According to The Times-Picayune, British Petroleum's (BP's) attorneys argued before a three-judge panel that the settlement rules approved by the district court violated Federal Rule 23 by allowing businesses to recover without proving losses were directly caused by the spill.
This isn't the first time that BP has come crying to the Fifth Circuit about the huge settlement amounts they will owe to Gulf-area businesses, but do they have a point this time?
Although BP won its battle against its insurance companies in covering the damage related to the Deepwater Horizon spill, paying out to private businesses as part of BP's civil settlement has been a different story.
The oil giant was in front of the Fifth Circuit in September complaining that the billions it would be estimated to pay to private businesses along the Gulf may be too much if the rules on "Business Economic Losses" remained so speculative.
Much of the issue was with the rules promulgated by the court-appointed settlement claims administrator Patrick Juneau, which purportedly allowed businesses to collect without proving losses were directly caused by the spill.
When these rules were appealed to the Fifth Circuit in October, the Court sided with BP stating that the district court could not approve a settlement of a class that included parties not actually damaged by the spill.
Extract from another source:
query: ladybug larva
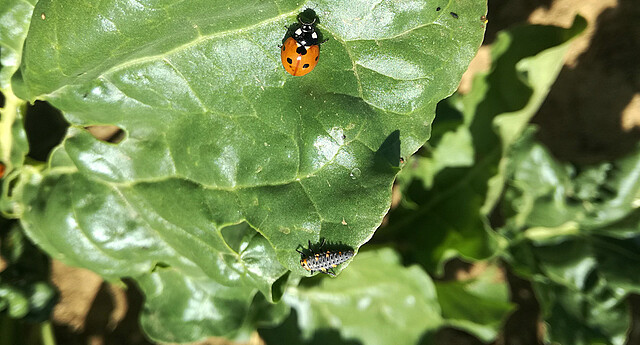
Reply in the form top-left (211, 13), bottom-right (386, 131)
top-left (296, 239), bottom-right (353, 277)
And any interpretation by Juneau to the contrary is unlawful.
The difference between this case and a normal private settlement is that class action settlements are governed by the confines of FRCP 23 ("Rule 23"), and courts can block class settlements which contain "overbroad class definitions."
The Fifth Circuit gave BP a nice preview of the Rule 23 argument against the settlement they would like to hear in its October ruling, and lo and behold, BP filed another appeal claiming Rule 23 violations.
This second appeal might be overkill, or even moot, considering that Juneau proposed new interim rules to the court in late October which he believed were compliant with the Fifth Circuit's ruling, reports the Times-Picayune.
It still takes a great deal of faith to believe that BP was largely in the dark about the consequences of a settlement agreement they signed, but possible abuse of an otherwise legitimate settlement is good cause for the Fifth Circuit to look closer.